|What If? 2: Eminent Historians Imagine What Might Have Been|
Robert Cowley, editor
Date: 01 October, 2002 — $10.47 — Book
This is more like it. As with the previous compilation, historians take a moment in history and explore its importance by use of "counterfactuals" - that is, they speculate on how history could have been different. Unlike the previous compilations, however, these moments are not all military, and, more to the point, the historians actually explore the resulting scenarios quite thoroughly.
As an example, there is one article on Pontius Pilate that uses the conventions of the novel to set up a storylike explanation of what would have happened had Pilate refused to crucify Jesus.

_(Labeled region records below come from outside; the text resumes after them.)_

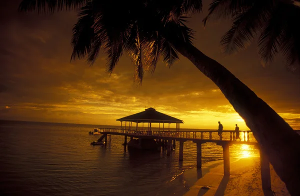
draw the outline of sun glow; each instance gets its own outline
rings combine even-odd
[[[250,147],[249,145],[242,144],[240,146],[241,155],[242,158],[247,158],[251,156],[250,154]]]

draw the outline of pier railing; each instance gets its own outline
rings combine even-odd
[[[174,137],[178,138],[197,138],[202,140],[236,140],[236,132],[234,130],[224,130],[222,132],[222,134],[218,135],[216,130],[180,130],[176,131],[162,131],[162,130],[132,130],[127,129],[112,128],[98,128],[99,132],[118,132],[120,134],[128,134],[136,136],[153,136],[164,137]],[[240,140],[249,142],[250,136],[249,133],[250,130],[240,130],[238,132]],[[254,138],[253,140],[255,140]]]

We get a peek into Pilate's thought processes as he reasons through his unwillingness to put the man to death; he finally settles on the fact that he'd rather have a riot than deal with his angry wife! Another historian writes as though he were a historian looking back on the second World War - here a Franco-Prussian conflict - in the wake of the election of Lord Halifax, not Winston Churchill, to the Prime Ministership during the war. One historian even imagines the consequences of Napoleon III's being cured of a bladder stone and not declaring war on Bismarck.
Even the stories that don't engage in counterfactuals are interesting. "The Boys Who Saved Australia" is a story of the Kokoda Trail, a horrible jungle trail that ill-equipped, under-trained, and understaffed Australian militia were sent to defend - a critical trail that was the back route to capturing New Guinea, and eventually to blocking off Australia. These "boys" were dressed in smooth-soled boots and khaki-colored uniforms, and were sent against well-trained, jungled dressed Japanese commandos. The Australians didn't win; they stalled as they battled altitude sickness, jungle rot, rust, rotting clothes, broken bones, and breaking weapons. They were vilified by MacArthur and his aides, who had no idea how horrible the so-called "trail" really was. They fell back continually, and yet they held the Japanese off long enough for the element of surprise to be entirely gone and the Japanese themselves to abandon their backdoor plan. One doesn't have to delve too deep into the counterfactual to understand how different history would be without these men (now rightfully lauded in Australia.)
This is more interesting a compilation than the first book, though it does dwell overmuch on the twentieth century and World War II. Still, as people are less likely to understand the consequences of actions beyond the last century (television as the most important invention of the last 1000 years? Gaaaaahhhhh) it's probably just as well.